Role of Students' Home Language and Literacy Patterns

Various research studies examine the relationship of students' home language and literacy patterns to their school performance. Often, educators' expectations of language use, communication patterns, and literacy differ from the home or cultural interactions of children from culturally and linguistically diverse backgrounds.

Jimenez, Moll, Rodriguez-Brown, and Barrera (1999) explain why many Latino children are unresponsive and unsupported in current school environments that do not recognize or respect their linguistic and culturally differences. In part, they argue that the research conducted among Latinos often highlights school failure and drop-out rates rather than the richness of the culture, language, or literature.

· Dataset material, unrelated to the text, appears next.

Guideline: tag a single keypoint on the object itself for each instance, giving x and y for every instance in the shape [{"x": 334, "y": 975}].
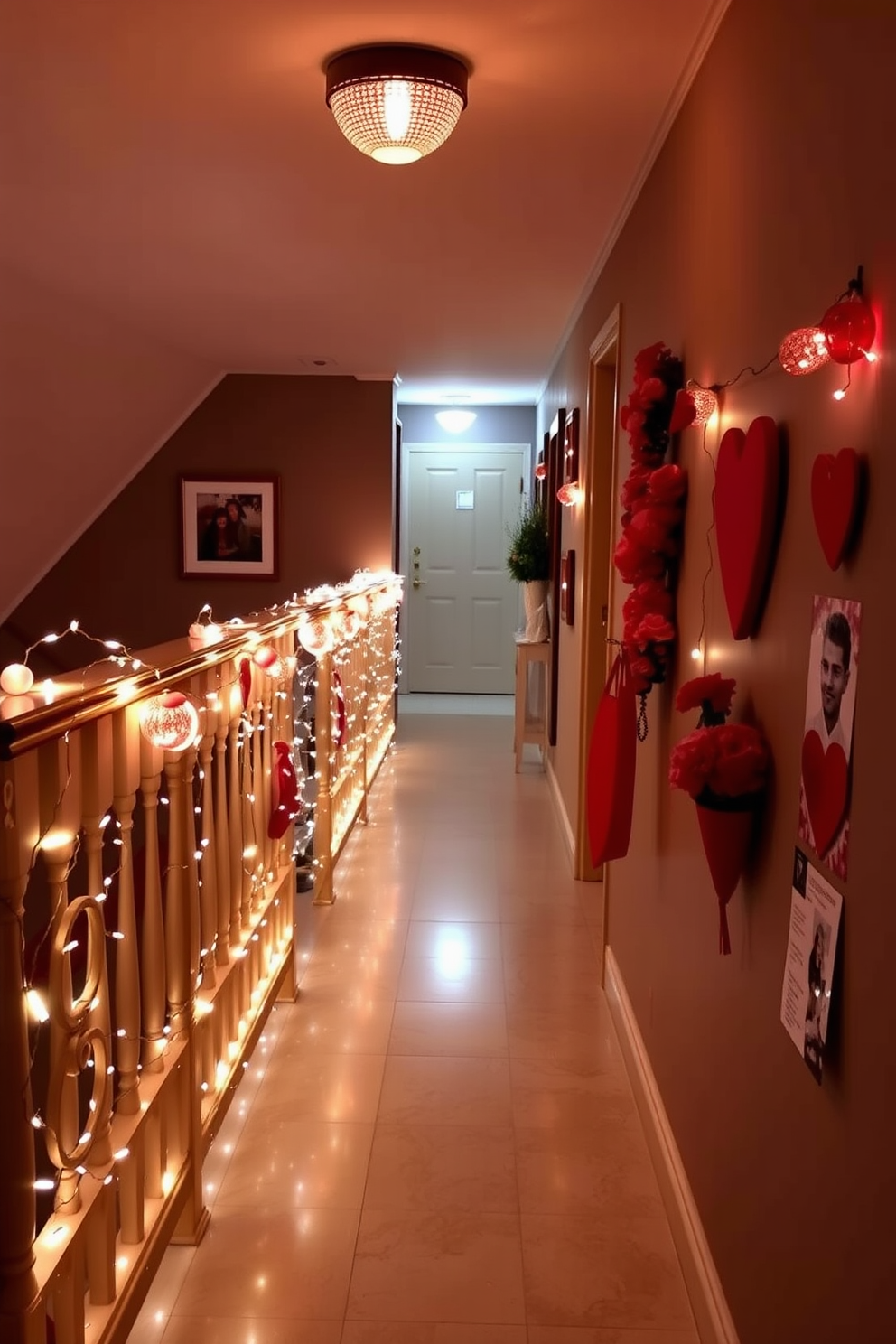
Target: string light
[{"x": 372, "y": 691}]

In addition, they point to insensitive interpretations of large-scale assessment that "focuses only on English literacy and then considers English reading and writing solely from a native language perspective" (p. 6). In contrast, these researchers point to years of "low-level" and "fragmented" instruction" (pp. 8-9) that many Latino children receive. The authors also express fears of the avid push for one particular method over another, or what Bartolome (1994) refers to as the "methods fetish" (p. 173) and the unrealistic dependency on methods to solve issues of inequity in education. (For a recent update of bilingual children's reading, see Garcia, 2000).

Research by Au (1980) and Jordan (1985) reveals that the home and community language use and communication patterns of native Hawaiian children were highly interactive. The children's cultural patterns differed significantly from the way the children were encouraged to use language and communicate in schools. Au (1993) has observed that "teachers seem to have definite requirements for the type of account they expect children to share" (p. 95) during sharing time, regardless of whether or not the teachers articulate their expectations .

Michaels (1981) says European-American children often use topic-centered ways of sharing; their descriptions are linear, have a single or related focus, and are closed or resolved. This form of sharing is preferred by the teacher, who understands its logic and can scaffold the students' attempts to communicate. In contrast, African-American children often use topic-associated ways of sharing; they tell stories that share a theme or follow a person through episodes. The classroom teacher often does not value this form of sharing, does not understand its logic, and does not know how to support the students' efforts to communicate.

Heath's (1983) longitudinal study of working-class African-American children and middle-class European-American children revealed significant differences between home and school expectations of language use, communication patterns, and literacy. For instance, Heath observed the types of interactions between adults in the two communities and noticed that African-American children were not asked known-answer questions at home but were expected to answer them at school. When the children did not respond in the teacher-expected manner, some teachers assumed that the children did not know the answers; in fact, the children did know the answers but did not offer to verbalize them because everyone else knew the answers as well.